Deep research is, in my opinion, one of the best use-cases of LLMs. Even the most anti-AI of my friends acknowledge that it is a net positive. As it relies on grounded, verifiable sources to answer queries, hallucinations become uncommon and can be easily identified anyway by checking the sources. It is a use case of AI where one can have relatively high trust in its results.
So, I found it would be interesing to document the failure modes that persist in Deep Research.
How does Deep Research work ?
Deep research refers to the use of a harness or scaffold around LLMs to perform in-depth web investigations. Unlike simple question-answering, it involves formulating multiple adjacent search queries (similar to “prompt augmentation”), running those queries in a search engine, aggregating the results, and producing a final synthesis.
This approach brings a great improvement of simple chat for complex topics, especially regarding the problem of hallucinations. By anchoring responses in retrieved sources, the risk of fabricating information is greatly reduced. In addition, citations and search trails make it possible to verify claims. If you need to get an overview of a complex topic you’re not familiar with, it can save a lot of time.
A few Deep Research implementations:
- Perplexity: Reformulates the user’s query 5–10 times, fetches ~20 sources per query, then synthesizes the results.
- Mistral: Proposes a search plan, gets suggestions and approval from the user, executes the plan, and summarizes findings.
- ChatGPT: Requests clarifications, then starts searching.
These implementations could be refined with several rounds of new searches for example, and, with the development of agents, we might see that kind of capability becoming more common, though not under the name of Deep Research (but that’s a story for another article).
Failure Modes of LLM Deep Research
Hallucinations still exist
Let’s start with the obvious one. Instructing the model to ground its answers in the search results eliminates most of the hallucinations, but not all. For queries with no clear-cut answers, the LLM tend to hallucinate a solution AND a source for it, sometimes even providing real links to unrelated articles. LLMs might even double down on their mistake when it is exposed.
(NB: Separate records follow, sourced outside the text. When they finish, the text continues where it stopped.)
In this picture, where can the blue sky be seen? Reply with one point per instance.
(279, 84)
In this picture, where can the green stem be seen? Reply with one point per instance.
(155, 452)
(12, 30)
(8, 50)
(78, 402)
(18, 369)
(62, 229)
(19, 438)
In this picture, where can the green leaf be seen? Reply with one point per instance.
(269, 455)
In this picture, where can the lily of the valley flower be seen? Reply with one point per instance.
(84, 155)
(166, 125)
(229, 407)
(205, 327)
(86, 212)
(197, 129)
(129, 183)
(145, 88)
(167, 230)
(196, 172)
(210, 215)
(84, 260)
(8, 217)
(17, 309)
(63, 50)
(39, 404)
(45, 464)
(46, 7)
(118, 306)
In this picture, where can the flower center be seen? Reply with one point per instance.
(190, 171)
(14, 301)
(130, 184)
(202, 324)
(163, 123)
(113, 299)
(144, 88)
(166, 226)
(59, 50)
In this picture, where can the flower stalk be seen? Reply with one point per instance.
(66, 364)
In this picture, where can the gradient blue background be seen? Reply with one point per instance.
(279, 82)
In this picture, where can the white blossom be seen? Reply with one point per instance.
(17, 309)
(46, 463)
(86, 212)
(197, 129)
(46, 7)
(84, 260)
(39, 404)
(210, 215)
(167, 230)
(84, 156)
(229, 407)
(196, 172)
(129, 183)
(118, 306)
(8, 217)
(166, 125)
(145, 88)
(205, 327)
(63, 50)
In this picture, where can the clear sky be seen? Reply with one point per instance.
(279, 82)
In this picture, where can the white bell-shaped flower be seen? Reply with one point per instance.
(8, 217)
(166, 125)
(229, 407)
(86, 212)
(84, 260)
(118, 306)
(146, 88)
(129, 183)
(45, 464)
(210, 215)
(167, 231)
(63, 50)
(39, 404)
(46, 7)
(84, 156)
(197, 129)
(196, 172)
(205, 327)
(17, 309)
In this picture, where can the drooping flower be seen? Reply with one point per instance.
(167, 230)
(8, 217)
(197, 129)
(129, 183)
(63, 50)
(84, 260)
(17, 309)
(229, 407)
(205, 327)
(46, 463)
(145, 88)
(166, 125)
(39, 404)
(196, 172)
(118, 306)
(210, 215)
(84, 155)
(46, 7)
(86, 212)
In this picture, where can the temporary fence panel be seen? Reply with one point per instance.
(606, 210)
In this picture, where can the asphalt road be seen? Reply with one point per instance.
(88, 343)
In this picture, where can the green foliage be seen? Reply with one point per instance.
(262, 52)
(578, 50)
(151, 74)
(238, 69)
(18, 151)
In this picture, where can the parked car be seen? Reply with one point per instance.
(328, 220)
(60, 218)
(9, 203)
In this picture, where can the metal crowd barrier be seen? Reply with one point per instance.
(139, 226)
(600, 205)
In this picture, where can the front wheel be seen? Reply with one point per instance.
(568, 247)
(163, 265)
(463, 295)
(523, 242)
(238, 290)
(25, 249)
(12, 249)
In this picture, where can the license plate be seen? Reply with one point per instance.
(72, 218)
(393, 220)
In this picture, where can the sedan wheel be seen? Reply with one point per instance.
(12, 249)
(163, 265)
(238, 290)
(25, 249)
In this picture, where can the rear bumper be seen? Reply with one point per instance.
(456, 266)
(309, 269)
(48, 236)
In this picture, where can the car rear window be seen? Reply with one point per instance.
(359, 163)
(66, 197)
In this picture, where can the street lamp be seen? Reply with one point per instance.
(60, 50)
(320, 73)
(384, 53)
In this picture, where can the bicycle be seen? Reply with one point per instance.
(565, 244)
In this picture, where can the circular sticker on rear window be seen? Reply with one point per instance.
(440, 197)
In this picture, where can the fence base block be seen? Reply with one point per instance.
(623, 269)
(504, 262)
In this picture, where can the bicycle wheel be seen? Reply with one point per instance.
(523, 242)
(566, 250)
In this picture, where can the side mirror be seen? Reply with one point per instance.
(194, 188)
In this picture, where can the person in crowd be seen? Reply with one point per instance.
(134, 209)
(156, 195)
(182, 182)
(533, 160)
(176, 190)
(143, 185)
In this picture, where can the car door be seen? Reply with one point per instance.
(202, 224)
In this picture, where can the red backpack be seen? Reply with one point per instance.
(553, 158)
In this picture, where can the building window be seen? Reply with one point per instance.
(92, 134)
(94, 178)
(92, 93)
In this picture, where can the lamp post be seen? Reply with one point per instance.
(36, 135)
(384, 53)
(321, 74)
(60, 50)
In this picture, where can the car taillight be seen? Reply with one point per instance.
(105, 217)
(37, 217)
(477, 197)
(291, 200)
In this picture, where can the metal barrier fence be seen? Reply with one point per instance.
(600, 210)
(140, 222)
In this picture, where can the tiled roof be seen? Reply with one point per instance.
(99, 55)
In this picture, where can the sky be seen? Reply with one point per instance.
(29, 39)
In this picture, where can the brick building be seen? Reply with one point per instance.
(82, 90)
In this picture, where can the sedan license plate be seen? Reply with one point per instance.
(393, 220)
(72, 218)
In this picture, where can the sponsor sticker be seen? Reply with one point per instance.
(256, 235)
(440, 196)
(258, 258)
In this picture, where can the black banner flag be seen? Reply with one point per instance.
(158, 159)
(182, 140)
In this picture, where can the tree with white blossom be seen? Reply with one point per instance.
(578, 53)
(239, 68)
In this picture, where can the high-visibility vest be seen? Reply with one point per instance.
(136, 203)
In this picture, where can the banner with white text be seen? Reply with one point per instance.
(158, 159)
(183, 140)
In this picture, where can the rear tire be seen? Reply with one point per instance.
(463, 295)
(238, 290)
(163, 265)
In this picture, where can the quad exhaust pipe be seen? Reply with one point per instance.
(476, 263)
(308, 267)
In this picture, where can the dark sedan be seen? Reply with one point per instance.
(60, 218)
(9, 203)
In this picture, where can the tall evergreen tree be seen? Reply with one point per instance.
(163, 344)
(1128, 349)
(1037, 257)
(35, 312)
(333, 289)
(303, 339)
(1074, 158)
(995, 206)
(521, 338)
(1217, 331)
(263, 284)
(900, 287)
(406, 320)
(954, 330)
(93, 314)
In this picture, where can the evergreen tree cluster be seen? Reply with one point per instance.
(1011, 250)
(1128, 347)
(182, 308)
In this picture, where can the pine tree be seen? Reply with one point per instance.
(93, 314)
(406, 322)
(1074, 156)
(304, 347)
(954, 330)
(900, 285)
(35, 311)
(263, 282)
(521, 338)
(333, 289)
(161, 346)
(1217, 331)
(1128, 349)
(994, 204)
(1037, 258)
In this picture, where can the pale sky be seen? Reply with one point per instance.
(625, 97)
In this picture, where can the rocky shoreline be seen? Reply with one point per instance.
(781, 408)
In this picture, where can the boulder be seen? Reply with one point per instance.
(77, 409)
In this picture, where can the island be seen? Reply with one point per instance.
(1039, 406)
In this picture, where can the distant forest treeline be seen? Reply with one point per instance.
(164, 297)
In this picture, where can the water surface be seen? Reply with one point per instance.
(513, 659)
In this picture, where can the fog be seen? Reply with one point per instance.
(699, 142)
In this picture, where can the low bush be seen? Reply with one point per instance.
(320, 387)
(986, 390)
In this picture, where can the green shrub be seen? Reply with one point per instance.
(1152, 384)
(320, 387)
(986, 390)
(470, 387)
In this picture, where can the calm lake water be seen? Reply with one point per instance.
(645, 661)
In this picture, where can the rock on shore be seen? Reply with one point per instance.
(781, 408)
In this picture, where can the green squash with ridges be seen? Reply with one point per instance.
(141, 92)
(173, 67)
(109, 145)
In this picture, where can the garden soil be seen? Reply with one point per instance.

This can be tricky especially because, in many cases (at least in mine), questions with no clear-cut answer are the ones I use Deep Research for the most. So, the added value of Deep Research is in gathering, parsing and filtering many sources, but it doesn’t replace reading the primary sources yourself.
Sources selection bias
The other, more general problem of Deep Research is about which sources are fed to the LLM to generate its answer.
1. robots.txt : unequal access by humans or bots
Most websites have a robots.txt file, which can exclude bots from accessing its content. With the increased load faced by the Internet because of crawlers, many websites have added the big AI labs in their robots.txt. Nothing really forces the AI labs to abide by that anti-crawl policy and one can reasonably doubt they do; but if they did, there would be an asymmetry between the sources a human can see and those a bot can access. Deep Research workflows would not be able to conduct exhaustive web searches and would certainly leave important sources out.
2. Retracted papers: dealing with context
A particular (and, I admit, niche) failure mode of Deep Research regards retracted academic papers. The standards of scientific publishing require that, if a published article is later deemed unreliable (due to methodological errors, fraud, ethical violations and such), the publisher adds an Expression of Concern or even a Retraction Notice. Still, a “retracted” article usually stays online; but a big red notice warns users about the retraction before they download the PDF file of the article.
Currently, an AI performing Deep Research completely ignores that context, and processes the PDF separately from the text of the website. I did a few tests, with queries based on the content of famously retracted studies: the LLM found the studies and gave their content as if it were proven, established results, without a single mention of the retraction.
3. Language Bias
Most searches yield results in the language of the query, this problem affects classic search engines as well as Deep Research workflows. For example, writing a query in English about some events in Georgia (the country 🇬🇪), returns only results in English and none in Georgian. This is obviously a problem whenever the most relevant search results are in a different language from the query. This concerns not only those who search about events in less documented regions of the world, but also most non-English speakers searches about informatics, and many English-speakers’ problems whose answer lies in an obscure japanese forum (that happened to me more than once).
There is ongoing research to eliminate this language bias from semantic search, but it hasn’t reached search engines yet and there seems to be little interest for this issue. An easy fix can be found in explicitly instructing the LLM to reformulate search queries in the most relevant language for the topic, but one needs to remember to do it.
Silent degradation of the product
Companies may quietly degrade the quality of their Deep Research tool in order to save costs. Some companies were accused of reducing the number of searches per query, or to lower the threshold for sources relevance, which led to noisier results and less exhaustive searches. That is not a problem of Deep Research per se, but rather a general problem of the industry at the moment.
So what ?
Deep research is a rare case that makes the best use of LLM’s strengths (summarizing and synthesizing information), but these pitfalls still need to be addressed. Better harnesses would be enough to solve a good part of these problems without requiring a breakthrough, so I have hope the quality of our deep searches will keep improving.